First, this banter with Cole and Solas that I first posted on the other thread:
Cole: You don't need to envy me, Solas. You can find happiness in your own way.
Solas: I apologize for disturbing you, Cole. I am not a spirit, and sometimes it is hard to remember such simple truths.
Cole: They are not gone so long as you remember them.
Solas: I know.
Cole: But you could let them go.
Solas: I know that as well.
Cole: You didn't do it to be right. You did it to save them.
Inquisitor: Solas, what is Cole talking about?
Solas: A mistake. One of many made by a much younger elf who was certain he knew everything.
Cole: You weren't wrong, though.
Solas: Thank you, Cole.
Then this, which has the Codex entry "Offering to the Dread Wolf" attached to it (this is in the Exalted Plains by the dragon, by the way):

Regarding Skyhold--a note/letter thing that Solas addressed to the Inquisitor (it's at the bottom of the "On Skyhold" codex entry):
Inquisitor,
Your archivists have asked me how I came to know the name and location of Skyhold. To the latter, I may speak easily: when one walks in the Fade, any fortress that has seen enough battle shines as a beacon for spirits drawn to death and struggle, even centuries after disuse.
As to the former, I myself cannot say for certain. The whispers of old memories carry a thousand such names upon their breath, and it is possible that this name belonged to some other keep in some other land. Still, it seems an auspicious name, for there is one peculiarity of language that your scholars seem to have missed. When the words reached my dreaming mind, Skyhold was not simply a fortress near the sky, nor was it some simplistic allusion to holding up the sky. Skyhold--Tarasyl'an te'las--was "the place where the sky was held back." Given your efforts against the Breach and our battle against a madman who seeks to assault the Black City in the Fade, I can only hope that the Inquisition's new stronghold lives up to its name.
Solas
And from that same Codex entry, there's this:
Skyhold has not just been claimed time and again, but sacked as well. We've managed to uncover some remnants, including a scratching under a pillar that mentions the name given by your witch. Old but still long after the place had been built over. But the author knew something of its first purpose, or at least, something of a legend.
Var'landivalis him sa'bellanaris san elgar
Melanada him sa'miras fena'taldin (word missing)
Nadasalin telrevas ne suli telsethenera
Tarasyl'an te'las vehn'ir abelath'vir (word missing)
Even with assistance from your elf, we managed only a partial translation. Elven is often a game of intents, not direct mapping of phonetic meaning. That means it's a mess.
Our belief transformed into everything.
(assertation/problem? uncertain)
All time is transformed into the final/first death (uncertain),
Inevitable/threatened victory and horrible/promised freedom in the untorn veils, (uncertain)

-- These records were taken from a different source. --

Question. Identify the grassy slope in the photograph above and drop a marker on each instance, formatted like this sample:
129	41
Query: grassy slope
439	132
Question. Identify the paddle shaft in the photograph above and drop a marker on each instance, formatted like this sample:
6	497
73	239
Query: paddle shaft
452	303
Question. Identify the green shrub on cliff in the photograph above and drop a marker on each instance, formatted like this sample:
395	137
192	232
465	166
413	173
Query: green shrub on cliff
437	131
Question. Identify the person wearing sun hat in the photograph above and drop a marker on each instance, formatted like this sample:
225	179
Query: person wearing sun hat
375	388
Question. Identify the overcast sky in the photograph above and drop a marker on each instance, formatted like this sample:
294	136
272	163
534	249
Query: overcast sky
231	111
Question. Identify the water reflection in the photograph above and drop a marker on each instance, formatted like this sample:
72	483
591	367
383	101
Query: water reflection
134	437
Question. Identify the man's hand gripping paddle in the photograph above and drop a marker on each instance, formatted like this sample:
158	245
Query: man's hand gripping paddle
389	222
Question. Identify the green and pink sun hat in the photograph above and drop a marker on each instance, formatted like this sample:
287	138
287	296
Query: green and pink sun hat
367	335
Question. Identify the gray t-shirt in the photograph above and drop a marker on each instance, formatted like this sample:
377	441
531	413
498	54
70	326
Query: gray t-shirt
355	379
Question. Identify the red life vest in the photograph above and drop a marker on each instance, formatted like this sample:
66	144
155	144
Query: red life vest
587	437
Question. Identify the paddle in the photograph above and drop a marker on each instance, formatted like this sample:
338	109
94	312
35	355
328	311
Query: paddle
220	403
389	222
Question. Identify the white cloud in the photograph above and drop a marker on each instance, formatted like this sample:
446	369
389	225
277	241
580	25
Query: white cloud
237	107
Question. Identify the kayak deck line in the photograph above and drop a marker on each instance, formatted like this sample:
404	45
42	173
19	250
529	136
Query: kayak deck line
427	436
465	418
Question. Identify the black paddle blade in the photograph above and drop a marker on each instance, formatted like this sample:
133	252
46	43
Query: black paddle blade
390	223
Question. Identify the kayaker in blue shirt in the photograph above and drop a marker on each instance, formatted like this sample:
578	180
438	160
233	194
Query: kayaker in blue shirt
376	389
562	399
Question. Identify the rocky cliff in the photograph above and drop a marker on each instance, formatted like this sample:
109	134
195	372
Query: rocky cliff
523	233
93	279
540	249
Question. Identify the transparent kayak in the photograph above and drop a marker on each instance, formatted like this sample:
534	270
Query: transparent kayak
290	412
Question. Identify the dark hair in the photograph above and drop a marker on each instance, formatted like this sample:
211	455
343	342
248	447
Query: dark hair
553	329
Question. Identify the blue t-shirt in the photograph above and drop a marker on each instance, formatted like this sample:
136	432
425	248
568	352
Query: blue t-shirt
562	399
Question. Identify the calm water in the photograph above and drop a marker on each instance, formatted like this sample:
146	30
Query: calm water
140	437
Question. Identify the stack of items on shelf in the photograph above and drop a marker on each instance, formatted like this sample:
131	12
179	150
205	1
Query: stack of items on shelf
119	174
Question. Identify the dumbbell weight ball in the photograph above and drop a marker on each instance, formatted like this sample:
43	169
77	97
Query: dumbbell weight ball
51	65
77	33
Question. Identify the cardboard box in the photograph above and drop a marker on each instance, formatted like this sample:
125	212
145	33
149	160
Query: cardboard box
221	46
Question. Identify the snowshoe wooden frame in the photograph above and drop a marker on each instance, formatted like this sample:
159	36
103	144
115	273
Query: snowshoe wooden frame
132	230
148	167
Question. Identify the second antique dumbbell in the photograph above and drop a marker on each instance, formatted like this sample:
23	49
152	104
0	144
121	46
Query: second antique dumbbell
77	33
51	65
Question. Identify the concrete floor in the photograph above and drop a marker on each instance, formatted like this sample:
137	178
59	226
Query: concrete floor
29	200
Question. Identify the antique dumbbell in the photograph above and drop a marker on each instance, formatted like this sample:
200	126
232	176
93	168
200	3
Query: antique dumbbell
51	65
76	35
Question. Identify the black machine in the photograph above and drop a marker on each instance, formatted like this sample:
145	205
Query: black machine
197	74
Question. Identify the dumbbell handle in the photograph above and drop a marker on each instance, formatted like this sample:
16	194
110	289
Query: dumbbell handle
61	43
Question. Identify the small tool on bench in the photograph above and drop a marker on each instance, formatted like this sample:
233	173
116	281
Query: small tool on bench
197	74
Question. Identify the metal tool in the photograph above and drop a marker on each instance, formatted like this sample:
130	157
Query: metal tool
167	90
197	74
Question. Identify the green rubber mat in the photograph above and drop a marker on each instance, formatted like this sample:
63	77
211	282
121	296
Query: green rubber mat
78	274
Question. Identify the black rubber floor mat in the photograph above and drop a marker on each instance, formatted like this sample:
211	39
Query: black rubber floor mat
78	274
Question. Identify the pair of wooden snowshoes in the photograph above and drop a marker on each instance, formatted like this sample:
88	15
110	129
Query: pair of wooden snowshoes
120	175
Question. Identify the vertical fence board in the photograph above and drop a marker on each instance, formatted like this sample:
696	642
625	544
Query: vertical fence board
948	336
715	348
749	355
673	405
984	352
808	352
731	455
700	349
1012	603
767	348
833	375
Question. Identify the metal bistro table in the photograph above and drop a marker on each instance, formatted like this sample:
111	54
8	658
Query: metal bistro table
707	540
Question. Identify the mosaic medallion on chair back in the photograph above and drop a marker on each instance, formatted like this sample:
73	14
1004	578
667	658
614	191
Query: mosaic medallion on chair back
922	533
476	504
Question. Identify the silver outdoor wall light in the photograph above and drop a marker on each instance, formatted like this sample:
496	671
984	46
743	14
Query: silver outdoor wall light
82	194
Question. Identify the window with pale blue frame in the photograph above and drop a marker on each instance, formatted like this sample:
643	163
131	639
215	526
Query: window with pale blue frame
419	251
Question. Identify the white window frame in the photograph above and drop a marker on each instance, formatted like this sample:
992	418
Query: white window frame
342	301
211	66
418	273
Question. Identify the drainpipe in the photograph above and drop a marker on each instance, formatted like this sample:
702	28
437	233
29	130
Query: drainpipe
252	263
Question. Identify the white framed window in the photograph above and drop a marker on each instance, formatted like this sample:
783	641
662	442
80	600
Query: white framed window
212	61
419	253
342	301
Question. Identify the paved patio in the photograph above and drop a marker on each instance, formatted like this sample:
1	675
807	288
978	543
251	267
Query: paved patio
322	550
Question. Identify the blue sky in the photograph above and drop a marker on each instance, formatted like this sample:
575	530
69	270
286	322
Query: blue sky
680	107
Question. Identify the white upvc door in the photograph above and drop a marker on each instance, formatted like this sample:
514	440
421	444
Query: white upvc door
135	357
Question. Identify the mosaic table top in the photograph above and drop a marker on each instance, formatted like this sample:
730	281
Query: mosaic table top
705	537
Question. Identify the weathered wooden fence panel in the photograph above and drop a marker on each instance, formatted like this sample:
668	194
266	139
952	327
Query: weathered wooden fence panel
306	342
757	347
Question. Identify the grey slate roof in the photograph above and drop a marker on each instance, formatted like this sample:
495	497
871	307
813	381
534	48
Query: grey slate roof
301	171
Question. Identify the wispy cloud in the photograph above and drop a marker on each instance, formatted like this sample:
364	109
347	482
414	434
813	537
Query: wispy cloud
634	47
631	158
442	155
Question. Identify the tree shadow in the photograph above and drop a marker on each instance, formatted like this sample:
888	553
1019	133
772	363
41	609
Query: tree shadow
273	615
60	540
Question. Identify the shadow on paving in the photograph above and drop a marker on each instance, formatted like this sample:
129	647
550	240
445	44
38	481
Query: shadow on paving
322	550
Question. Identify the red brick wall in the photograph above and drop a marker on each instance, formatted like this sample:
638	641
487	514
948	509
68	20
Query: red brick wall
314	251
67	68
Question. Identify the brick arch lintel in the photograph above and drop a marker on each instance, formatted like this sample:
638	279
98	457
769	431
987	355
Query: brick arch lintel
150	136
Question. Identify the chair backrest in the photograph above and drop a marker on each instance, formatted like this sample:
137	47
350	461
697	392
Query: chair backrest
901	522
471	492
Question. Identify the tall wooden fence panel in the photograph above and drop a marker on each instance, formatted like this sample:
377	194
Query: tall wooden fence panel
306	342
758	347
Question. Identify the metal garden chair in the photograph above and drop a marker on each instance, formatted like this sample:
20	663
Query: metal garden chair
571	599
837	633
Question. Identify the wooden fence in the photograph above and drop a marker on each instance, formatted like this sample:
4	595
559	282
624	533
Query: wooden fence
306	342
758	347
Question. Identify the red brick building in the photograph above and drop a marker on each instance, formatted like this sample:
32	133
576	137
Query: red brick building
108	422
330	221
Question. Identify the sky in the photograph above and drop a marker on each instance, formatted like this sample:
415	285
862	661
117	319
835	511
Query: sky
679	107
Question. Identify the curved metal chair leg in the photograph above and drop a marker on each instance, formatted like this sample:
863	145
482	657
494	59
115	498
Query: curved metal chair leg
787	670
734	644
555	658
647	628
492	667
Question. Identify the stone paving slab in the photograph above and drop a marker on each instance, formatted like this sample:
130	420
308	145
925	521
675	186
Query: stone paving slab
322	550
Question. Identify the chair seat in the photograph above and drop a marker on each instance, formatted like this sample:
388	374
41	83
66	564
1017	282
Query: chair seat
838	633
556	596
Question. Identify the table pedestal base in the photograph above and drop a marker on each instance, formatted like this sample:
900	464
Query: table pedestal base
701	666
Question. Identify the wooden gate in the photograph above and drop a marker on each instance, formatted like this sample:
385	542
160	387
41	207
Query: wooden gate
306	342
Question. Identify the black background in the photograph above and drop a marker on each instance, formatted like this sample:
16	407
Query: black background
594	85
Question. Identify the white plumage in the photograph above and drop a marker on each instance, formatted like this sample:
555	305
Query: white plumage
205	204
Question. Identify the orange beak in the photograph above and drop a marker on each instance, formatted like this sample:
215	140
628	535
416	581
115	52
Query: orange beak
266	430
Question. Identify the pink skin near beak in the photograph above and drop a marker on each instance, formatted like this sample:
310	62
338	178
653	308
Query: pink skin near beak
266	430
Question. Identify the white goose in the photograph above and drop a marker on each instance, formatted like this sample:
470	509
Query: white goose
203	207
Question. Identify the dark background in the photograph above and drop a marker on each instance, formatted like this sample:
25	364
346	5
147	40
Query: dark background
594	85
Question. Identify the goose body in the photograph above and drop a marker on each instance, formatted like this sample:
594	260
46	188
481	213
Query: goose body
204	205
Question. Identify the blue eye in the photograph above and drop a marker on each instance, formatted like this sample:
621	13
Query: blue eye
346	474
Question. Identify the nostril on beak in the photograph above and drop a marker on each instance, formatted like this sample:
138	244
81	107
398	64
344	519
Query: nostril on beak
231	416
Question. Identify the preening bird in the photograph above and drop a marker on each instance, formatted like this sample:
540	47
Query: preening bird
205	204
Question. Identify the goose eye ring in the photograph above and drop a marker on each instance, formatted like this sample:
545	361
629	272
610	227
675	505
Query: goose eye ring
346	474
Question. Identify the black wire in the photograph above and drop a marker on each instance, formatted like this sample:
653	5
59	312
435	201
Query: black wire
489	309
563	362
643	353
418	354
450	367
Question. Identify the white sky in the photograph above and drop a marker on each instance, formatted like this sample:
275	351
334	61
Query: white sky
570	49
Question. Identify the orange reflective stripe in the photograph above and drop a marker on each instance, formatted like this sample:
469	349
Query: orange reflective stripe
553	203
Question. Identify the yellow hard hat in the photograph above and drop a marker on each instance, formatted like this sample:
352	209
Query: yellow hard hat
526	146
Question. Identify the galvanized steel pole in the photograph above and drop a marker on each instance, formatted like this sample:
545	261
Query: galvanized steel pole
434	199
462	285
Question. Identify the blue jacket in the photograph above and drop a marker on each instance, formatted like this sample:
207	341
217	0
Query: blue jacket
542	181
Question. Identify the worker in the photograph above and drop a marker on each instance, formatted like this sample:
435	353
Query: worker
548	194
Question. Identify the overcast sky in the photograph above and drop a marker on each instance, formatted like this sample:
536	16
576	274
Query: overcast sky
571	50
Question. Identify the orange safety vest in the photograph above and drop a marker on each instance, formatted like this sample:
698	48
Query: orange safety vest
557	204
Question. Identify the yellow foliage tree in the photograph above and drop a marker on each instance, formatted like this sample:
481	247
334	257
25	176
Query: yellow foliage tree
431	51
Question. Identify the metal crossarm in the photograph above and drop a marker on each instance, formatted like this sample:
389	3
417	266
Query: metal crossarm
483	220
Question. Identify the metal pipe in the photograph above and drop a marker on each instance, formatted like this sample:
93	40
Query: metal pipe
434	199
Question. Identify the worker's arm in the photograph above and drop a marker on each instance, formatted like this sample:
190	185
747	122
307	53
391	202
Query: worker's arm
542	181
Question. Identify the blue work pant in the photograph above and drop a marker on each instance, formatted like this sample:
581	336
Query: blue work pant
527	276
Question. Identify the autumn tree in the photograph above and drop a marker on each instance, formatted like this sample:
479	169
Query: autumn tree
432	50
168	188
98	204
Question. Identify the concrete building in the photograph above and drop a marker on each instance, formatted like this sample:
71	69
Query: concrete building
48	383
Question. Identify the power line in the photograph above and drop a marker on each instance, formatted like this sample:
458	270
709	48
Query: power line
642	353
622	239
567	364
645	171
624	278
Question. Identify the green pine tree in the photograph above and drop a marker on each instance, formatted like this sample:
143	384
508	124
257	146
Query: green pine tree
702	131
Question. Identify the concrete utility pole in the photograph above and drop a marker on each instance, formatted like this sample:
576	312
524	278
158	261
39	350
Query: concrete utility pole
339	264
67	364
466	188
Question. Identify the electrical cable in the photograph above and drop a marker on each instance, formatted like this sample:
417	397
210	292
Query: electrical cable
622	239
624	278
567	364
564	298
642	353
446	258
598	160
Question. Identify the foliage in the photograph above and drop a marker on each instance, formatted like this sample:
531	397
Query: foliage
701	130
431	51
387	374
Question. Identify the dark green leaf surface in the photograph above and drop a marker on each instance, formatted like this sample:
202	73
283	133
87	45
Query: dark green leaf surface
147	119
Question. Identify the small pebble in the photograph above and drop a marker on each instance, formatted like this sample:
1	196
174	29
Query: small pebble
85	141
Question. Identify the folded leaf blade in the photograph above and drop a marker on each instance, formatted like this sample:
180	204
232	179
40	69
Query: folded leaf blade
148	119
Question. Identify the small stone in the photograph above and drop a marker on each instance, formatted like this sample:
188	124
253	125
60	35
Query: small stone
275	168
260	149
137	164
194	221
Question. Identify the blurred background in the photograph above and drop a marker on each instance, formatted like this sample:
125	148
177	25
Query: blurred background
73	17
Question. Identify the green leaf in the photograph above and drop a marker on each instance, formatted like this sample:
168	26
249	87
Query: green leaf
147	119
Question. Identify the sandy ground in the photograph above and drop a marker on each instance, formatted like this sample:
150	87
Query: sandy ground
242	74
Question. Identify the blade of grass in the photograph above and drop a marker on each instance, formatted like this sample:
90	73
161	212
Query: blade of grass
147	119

Where the sky is held up/back, where the people give/gain love that is an apology/promise from/to... (missing subject, uncertain)
Mostly complete, as fragments go. The rhythm is strange, not like others I've recorded. Perhaps less a poem than a statement? The elven language does tend to meander.
-- Notes from the archivist
...and there's some other stuff in that "On Skyhold" codex entry (a collection of possible references to Skyhold in songs/tales throughout the ages and something about the Veil being old/some guy trying to rebuild towers and getting struck by lightning), but I'm too lazy to type all that out.